Le Maroc fête ce jeudi le 65e anniversaire de son indépendance. Une célébration qui n’a pourtant pas toujours eu lieu le 18 novembre. Récit d’une réappropriation monarchique de l’histoire.

Est-ce le 2 mars ou le 18 novembre ? Voici le sempiternel débat qui met aux prises les historiens marocains. Si, pour la version officielle, la fête de l’indépendance est célébrée le 18 novembre, c’est bien le 2 mars 1956 que le royaume a recouvré “juridiquement” sa pleine souveraineté, grâce aux accords d’Aix-les-Bains signés entre le président du Conseil marocain Mbarek Bekkay et le gouvernement de la Quatrième République.

C’est ainsi que, de 1956 à 1960, le 2 mars est un jour chômé au Maroc et est célébré officiellement comme la fête de l’indépendance. Ce n’est qu’à la mort de Mohammed V que le royaume change cette date. Et Hassan II, sans surprise, y est alors pour quelque chose.

Pour honorer la mémoire de Mohammed V

Mohammed V ayant succombé lors d’une banale opération chirurgicale le 26 février 1961, le prince Moulay Hassan est intronisé le 3 mars 1961. Hasard du calendrier, cette journée intervient un jour seulement après la fête de l’indépendance, telle que célébrée à l’époque, c’est-à-dire le 2 mars. Ne désirant pas que l’indépendance fasse de l’ombre à la nouvelle fête du trône, Hassan II propose de décaler sa célébration au 18 novembre.

“Il a changé la date de l’indépendance pour, disait-il, honorer la mémoire de son père”, se souvient l’ancien dirigeant du Mouvement national et ex-premier secrétaire de l’USFP, Mohamed Elyazghi. Mais alors, pourquoi le 18 novembre ? “Tout simplement parce que c’était la fête du trône sous Mohammed V”, précise l’historien Hassan Aourid.

Après son retour d’exil le 16 novembre 1955, le sultan Sidi Mohammed avait en effet décrété ce qu’on appela alors les trois glorieuses : les journées du 16, 17 et 18 novembre. Le 16 novembre est baptisé la fête du retour (Aïd Al Aouda), le 17 novembre la fête de la Renaissance, ou résurgence (Aïd Al Inbiâat), et le 18 novembre coïncide, depuis l’intronisation du sultan en 1927, avec la fête du trône (Aïd Al Arch).

Mais si Hassan II se base sur les trois glorieuses pour légitimer sa décision, il se réfère également à la rencontre entre le sultan Sidi Mohammed et Antoine Pinay, ministre français des Affaires étrangères de l’époque, le 6 novembre 1955. “Une rencontre qui a débouché sur la reconnaissance par la France de la légitimité du souverain marocain, et qui a ouvert la voie à l’indépendance totale du pays”, affirme l’historien Hassan Aourid.

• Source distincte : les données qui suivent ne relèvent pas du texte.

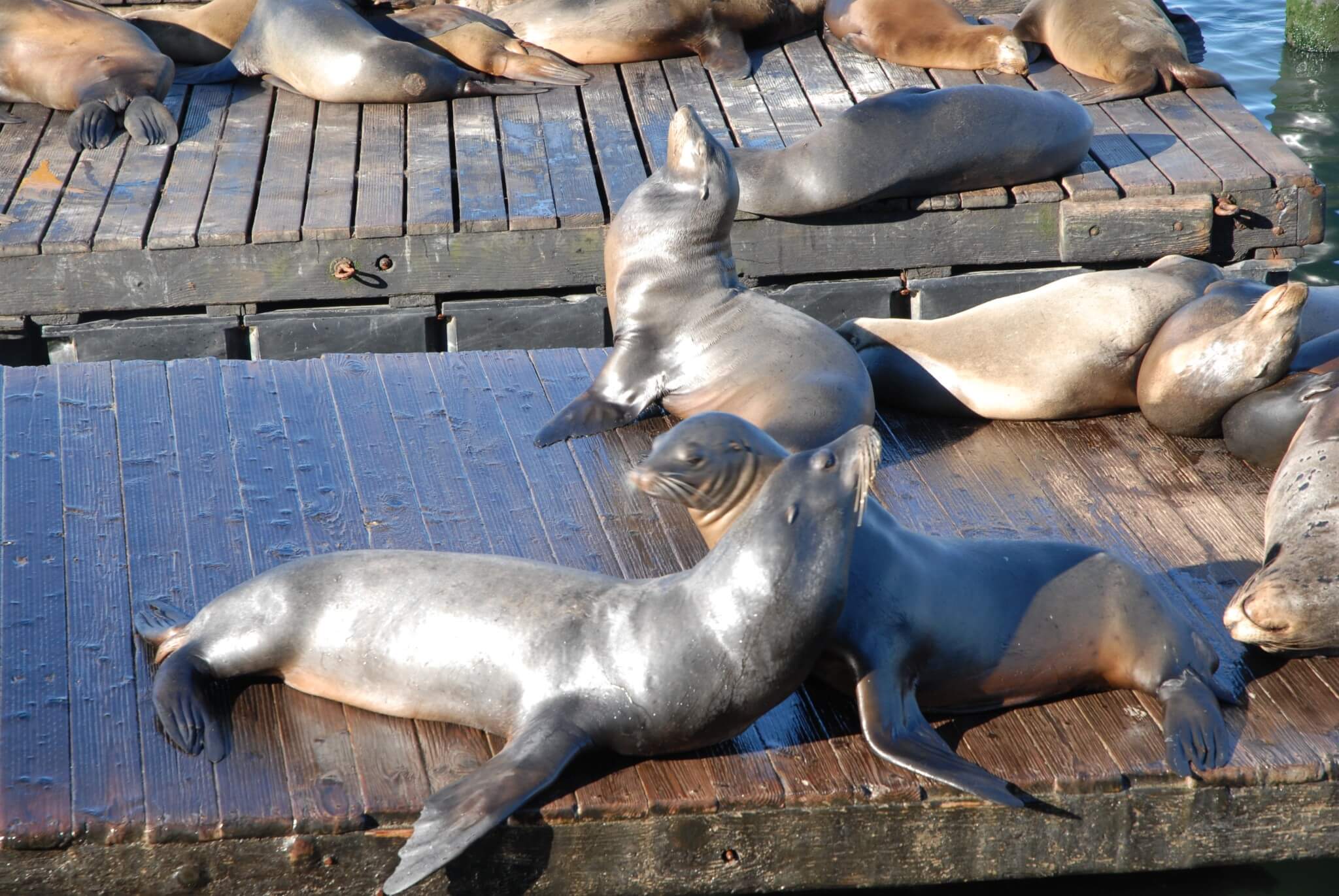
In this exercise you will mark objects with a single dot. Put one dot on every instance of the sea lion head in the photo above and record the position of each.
(709, 463)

Pour éclipser les nationalistes

En fin politique, Hassan II a réussi, grâce à cette manipulation du calendrier, à faire d’une pierre deux coups : transformer la fête du trône (célébrée le 3 mars) en la plus importante fête nationale du Maroc, contrairement à l’écrasante majorité des pays récemment décolonisés qui lui ont préféré leur date d’indépendance, et puis faire de l’ancienne fête du trône (le 18 novembre) la nouvelle fête de l’indépendance. Il occulte ainsi le rôle primordial joué par le Mouvement national et par l’Istiqlal dans les négociations qui ont conduit à l’indépendance le 2 mars 1956.

Alors aux prises avec le Mouvement national, et surtout avec l’aile gauche du parti de l’Istiqlal, qui réclamait une monarchie constitutionnelle, Hassan II a, à plusieurs reprises, tenté de faire valoir la primauté de la monarchie marocaine sur le Mouvement national. Le changement de la date d’indépendance n’a d’ailleurs pas été du goût de certains nationalistes.

“Tout le monde n’était pas d’accord avec ce changement. Y compris au sein de la population qui, bien après l’intronisation de Hassan II, continuait à croire que le 2 mars était toujours la fête de l’indépendance”, se remémore l’ancien premier secrétaire de l’USFP.

Cependant, force est de constater que, de nos jours, plus personne ne remet en cause la légitimité du 18 novembre comme date d’indépendance du pays. Quelques irréductibles, comme le militant d’extrême gauche Abdelhamid Amine, appellent encore au rétablissement du 2 mars comme la “véritable” fête de l’indépendance.

Et si le moteur de recherche Google avait, il y a quelques années, réalisé un Doodle un 2 mars sur sa page d’accueil marocaine pour célébrer l’indépendance du royaume, la multinationale s’est, depuis, alignée sur les positions officielles.

Cet article a été initialement publié dans le n°692 du magazine TelQuel, la semaine du 13 au 19 novembre 2015.